I have a DS215 that I bought second hand a few years ago and it's still trucking. It's a little too underpowered to run more than a few apps, and it mostly serves as a dumping ground for important docs, backups, etc. But the thing is damn reliable.
My gaming/workstation PC's hardware slowly gets "retired" into my home server. In some cases that ends up being a little silly, like I had what would have counted as a high end gaming GPU a decade ago being used to render a text login console twice a year. I did eventually replace that with a new lower-midrange GPU, partly because of codec support and partly because the difference in power usage (especially idle power usage) meant breaking even in about 18 months.
Other than that, I replaced a bunch of old seagate hard drives after failure (avg lifespan a not very impressive 6 years), a bunch of fans (I'd guess a 20% failure rate over 5 years) and a corsair power supply that failed after 10 years, but the rest is still in operation.
Hardware is usually fine, problem is software long term support.
I still have a TiVo Premiere XL that has been running non-stop since 2010 (14 years now) recording TV shows.
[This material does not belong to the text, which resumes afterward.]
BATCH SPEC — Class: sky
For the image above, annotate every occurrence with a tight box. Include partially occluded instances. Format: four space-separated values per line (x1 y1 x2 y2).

The original 1TB HDD in the TiVo was still going strong 2 years ago when I upgraded it to a new 8TB one which brings it up to almost 1300 hour HD recording capacity. The original fan is even still working, basically having been running 24/7 for 14 years now - I am quite impressed how well this thing has been designed and built. Spectrum is still letting me use a CableCARD, although they have long stopped issuing them to new customers - so now it's a race between either the TiVo kicking the bucket, or Spectrum finally shutting off the few remaining CableCARD customers they have at this point, it will be kind of a sad day for me either way.
I also have a collection of various 8-bit Atari home computers (earliest is from 1979, latest around 1990) most of which still work (I do have a lot of spares and spare parts which I accumulated back in the day to keep them going) - but those are mostly for nostalgia, I don't really use them as much anymore.